This year on Shabbat HaGadol, the great Sabbath, we read the words of the prophet Malachi (in our Haftorah) which is a promise of redemption. It ends with the heralding of the arrival of Elijah the Prophet who brings hope at a most troubling time and to a people who are filled with delusion and despair. Elijah’s coming heralds the arrival of the Mashiach, the Messiah. In Malachi’s time, the words were a spiritual reawakening and a promise for a building of a third Beit Hamkidash, Holy Temple in Jerusalem. In Modern times, it is the song and prophecy with the hope for the end of all of the traumatic situations that have caused a great deal of distress both in our personal lives and those of our world (some of which I shared with you in the first paragraph). As our commentary in our Etz Hayim Chumash suggests, the Haftorah reading “restores the heart.” Perhaps a wishful thought, or perhaps a prophetic hope for that which ails our world.

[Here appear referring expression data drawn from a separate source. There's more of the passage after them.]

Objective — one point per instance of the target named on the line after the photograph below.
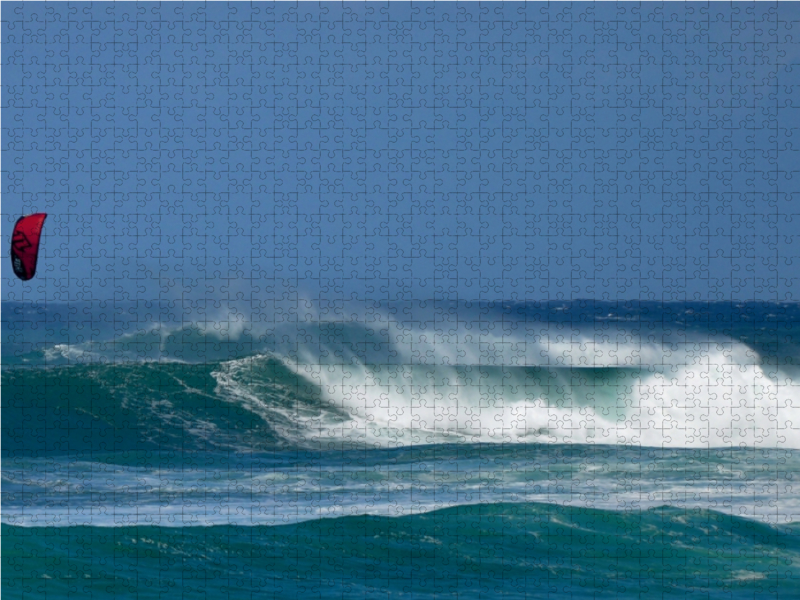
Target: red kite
(25, 245)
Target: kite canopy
(25, 245)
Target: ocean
(562, 449)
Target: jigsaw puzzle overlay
(402, 300)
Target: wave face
(413, 450)
(127, 378)
(499, 550)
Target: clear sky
(404, 151)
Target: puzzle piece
(401, 299)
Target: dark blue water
(401, 450)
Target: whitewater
(419, 422)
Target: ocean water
(401, 450)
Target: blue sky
(399, 151)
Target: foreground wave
(480, 551)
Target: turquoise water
(471, 451)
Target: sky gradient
(404, 151)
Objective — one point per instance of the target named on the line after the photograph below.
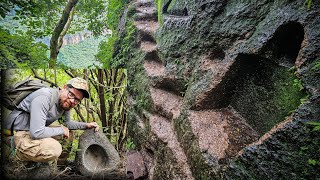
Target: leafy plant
(129, 145)
(316, 126)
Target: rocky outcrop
(216, 89)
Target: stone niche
(262, 87)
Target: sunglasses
(72, 96)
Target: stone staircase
(221, 132)
(166, 104)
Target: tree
(55, 18)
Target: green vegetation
(159, 7)
(309, 3)
(81, 55)
(108, 53)
(20, 51)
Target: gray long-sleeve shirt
(39, 115)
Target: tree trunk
(101, 97)
(54, 42)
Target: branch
(43, 79)
(54, 49)
(69, 73)
(65, 29)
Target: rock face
(216, 89)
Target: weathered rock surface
(97, 157)
(216, 89)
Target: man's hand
(65, 132)
(93, 125)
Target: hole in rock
(95, 158)
(264, 93)
(285, 44)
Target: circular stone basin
(95, 158)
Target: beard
(61, 104)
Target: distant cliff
(225, 89)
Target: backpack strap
(52, 102)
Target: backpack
(12, 96)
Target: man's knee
(51, 148)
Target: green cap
(80, 84)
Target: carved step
(163, 129)
(221, 133)
(147, 27)
(147, 3)
(166, 103)
(148, 46)
(154, 68)
(146, 13)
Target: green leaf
(312, 162)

On Shabbat morning we will study a most interesting version of the Chad Gadya and how the ending asks an even deeper question beyond simply will this stop with the arrival of the real Messianic Age of peace and understanding amongst people and nations.

At our congregational Seder table, we will add a most beautiful prayer written by my colleague and friend from W. Hartford, Rabbi Ilana Garber, related to Ukraine. It asks us to add to our table this year a Sunflower. You may find that reading in the new Conservative Judaism website, just launched, entitled “Exploring Judaism.”

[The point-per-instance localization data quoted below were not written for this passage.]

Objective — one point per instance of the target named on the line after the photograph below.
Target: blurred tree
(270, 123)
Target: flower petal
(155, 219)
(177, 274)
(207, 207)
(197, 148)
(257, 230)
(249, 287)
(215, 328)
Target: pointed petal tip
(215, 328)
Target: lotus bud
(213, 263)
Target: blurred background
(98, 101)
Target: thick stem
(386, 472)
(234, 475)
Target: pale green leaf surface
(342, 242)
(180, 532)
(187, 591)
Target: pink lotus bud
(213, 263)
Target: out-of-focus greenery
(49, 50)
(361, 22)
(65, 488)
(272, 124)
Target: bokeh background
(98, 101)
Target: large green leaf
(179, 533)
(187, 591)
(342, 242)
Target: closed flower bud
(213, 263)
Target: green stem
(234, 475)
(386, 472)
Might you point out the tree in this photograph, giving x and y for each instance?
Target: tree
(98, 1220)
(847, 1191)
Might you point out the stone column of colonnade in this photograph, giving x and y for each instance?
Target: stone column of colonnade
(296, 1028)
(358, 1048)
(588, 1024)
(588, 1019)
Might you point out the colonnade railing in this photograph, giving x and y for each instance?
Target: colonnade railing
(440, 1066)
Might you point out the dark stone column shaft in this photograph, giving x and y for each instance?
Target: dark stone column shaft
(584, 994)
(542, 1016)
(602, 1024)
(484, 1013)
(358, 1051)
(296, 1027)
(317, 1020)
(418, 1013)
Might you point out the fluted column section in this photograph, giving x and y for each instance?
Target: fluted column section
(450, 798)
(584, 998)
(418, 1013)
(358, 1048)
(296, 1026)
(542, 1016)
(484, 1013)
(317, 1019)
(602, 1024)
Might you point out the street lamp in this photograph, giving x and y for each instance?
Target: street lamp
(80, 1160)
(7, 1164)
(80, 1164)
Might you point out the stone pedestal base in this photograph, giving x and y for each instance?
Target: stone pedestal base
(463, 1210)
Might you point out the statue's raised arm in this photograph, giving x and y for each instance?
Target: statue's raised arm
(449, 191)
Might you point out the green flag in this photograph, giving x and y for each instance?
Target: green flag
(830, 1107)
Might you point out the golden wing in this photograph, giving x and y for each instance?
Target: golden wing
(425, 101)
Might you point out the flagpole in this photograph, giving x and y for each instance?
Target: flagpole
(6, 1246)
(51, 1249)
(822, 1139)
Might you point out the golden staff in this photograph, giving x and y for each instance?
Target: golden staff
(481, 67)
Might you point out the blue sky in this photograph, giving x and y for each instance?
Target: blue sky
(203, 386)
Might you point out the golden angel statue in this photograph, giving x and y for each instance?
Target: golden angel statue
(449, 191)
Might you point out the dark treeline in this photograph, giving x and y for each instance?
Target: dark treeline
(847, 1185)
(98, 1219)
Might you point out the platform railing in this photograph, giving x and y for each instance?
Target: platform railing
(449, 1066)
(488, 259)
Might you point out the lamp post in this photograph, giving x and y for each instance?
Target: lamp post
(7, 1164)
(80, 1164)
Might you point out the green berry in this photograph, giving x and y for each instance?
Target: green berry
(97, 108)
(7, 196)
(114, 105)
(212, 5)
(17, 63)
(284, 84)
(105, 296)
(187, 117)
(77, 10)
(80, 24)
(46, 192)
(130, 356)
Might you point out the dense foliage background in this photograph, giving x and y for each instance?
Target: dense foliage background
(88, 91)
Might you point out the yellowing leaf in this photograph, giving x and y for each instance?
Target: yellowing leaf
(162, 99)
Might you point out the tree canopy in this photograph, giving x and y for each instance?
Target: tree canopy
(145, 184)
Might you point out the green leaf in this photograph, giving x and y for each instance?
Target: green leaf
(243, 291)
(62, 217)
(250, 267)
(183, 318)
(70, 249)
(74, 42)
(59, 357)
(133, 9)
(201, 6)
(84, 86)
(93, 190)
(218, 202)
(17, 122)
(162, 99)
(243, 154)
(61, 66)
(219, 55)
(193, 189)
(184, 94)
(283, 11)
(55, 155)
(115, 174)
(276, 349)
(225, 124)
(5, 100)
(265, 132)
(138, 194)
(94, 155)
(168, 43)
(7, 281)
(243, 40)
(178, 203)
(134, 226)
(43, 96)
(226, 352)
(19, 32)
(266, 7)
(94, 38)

At our first day Festival/Shabbat Passover service, we will explore some of the added questions that the four sons might have asked, which are found in the Haggadah created by Rabbi Michael Strassfeld and Rabbi Joy Levitt that are pertinent to the world that surround us today.

A shoutout to Big Y in Groton and Shoprite in New London for their added Passover sections, beyond an endcap of other supermarkets. Please consider purchasing some of your Passover needs at these two establishments to let them know that we, as a community, appreciate their efforts and those of their suppliers. Needless to say, having visited W. Hartford the other day, we are also grateful to Big Y for their amazing Passover sections, for packaged, freezer, dairy and meat sections; to Crown for its KP counter and its sections of food items (including KP Heinz Ketchup from Israel) and to Costco in New Britain for its small but wonderful section of Shmura Matzah, macaroons, grape juice, deserts, and packaged and prepared refrigerated foods.

A very special thank you, in advance, to Michael Cohen, Judy Engel and Kathleen McFadden for their wisdom in providing a catered Kosher for Passover meal through Zayde’s Market, in Canton, for those who will join us on our second night Passover Seder. An even greater todah rabbah to Michael Cohen for shlepping to Zayde’s in Canton, MA, to transport the meals to Temple Emanu-El for congregants to pick up.

Thank you, also, to Merrill and Melanie (our new co-office manager) and to the volunteers in our office for all of their efforts, and to Dona Casey for her extra efforts in helping us to prepare for Passover.

To Diane Maran who is busily preparing the Torah reading for our Passover morning services, a yashar kocheych.

Finally, as many of us will be busy during the up-and-coming week preparing for Pesach, a reminder that:

1.  We will be holding a “Fast for the First-Born” study session on Friday, April 15th at 8:00 a.m. as part of our morning service.

2. We have made arrangements for the sale of Chametz and request that you make your online or mailed in paper request for that sale by Thursday, April 14th at noon.

3. On Saturday, April 23rd, the last day of Passover, our services will include Yizkor.